I’ve never made my own coleslaw before. I know homemade ‘slaw was really trendy among TV chefs a couple of years ago but, quite frankly, the thought of washing up all the bits of the food processor was enough to put me off. Yes, I really am that lazy.
But I’m a bit fussy about the shop-bought stuff. I only like the really creamy “deli” style stuff. It’s usually in the supermarket’s extra special double-the-price range. But the cheap stuff is always too watery and chopped too small for my liking. I know. Fussy.
Anyway, it’s summer. At last. So I thought I’d finally have a bash at doing it myself. It’s a good way to use up those last few carrots that are on the turn. I had no idea what to use for the creamy bit. I took a guess at plain yoghurt and had a few other bits in the fridge as a back-up plan. Please bear in mind that the quantities I’ve listed here make A LOT of coleslaw. At least four big portions, probably with leftovers.
1/2 white cabbage
2 large carrots (I had 4 puny ones)
1 small onion
Small pot plain yoghurt
50ml soured cream
Big squirt of mayonnaise
Peel and trim the veg and chop them small enough to fit in the spout of the food processor (unless you’re grating by hand, of course).

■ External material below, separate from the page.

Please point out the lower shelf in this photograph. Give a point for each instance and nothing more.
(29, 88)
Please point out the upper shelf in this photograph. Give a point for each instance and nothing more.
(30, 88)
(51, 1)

I used the coarse grating attachment to blitz the veggies really quickly, before transferring to a large serving bowl. Season well.
If using a food processor, there will be some bigger chunks that missed the blade. You can leave them, if it doesn’t bother you. Or pick them out and slice them a bit smaller.
Now this is where I got a bit experimental. I added the whole pot of yoghurt and gave it a good stir but it wasn’t creamy enough. So I added the leftover bit of soured cream that I had in the fridge. Still not quite enough. So I gave it a great big squirt of mayo. That did the trick. Perfect.
We all know coleslaw can be used as a side dish for all sorts of meals – salads, sandwiches, a ploughman’s, barbecues, burgers, TexMex. Endless possibilities.
I served it with a dirty fish finger sandwich on doorstep bread. Lovely jubbly.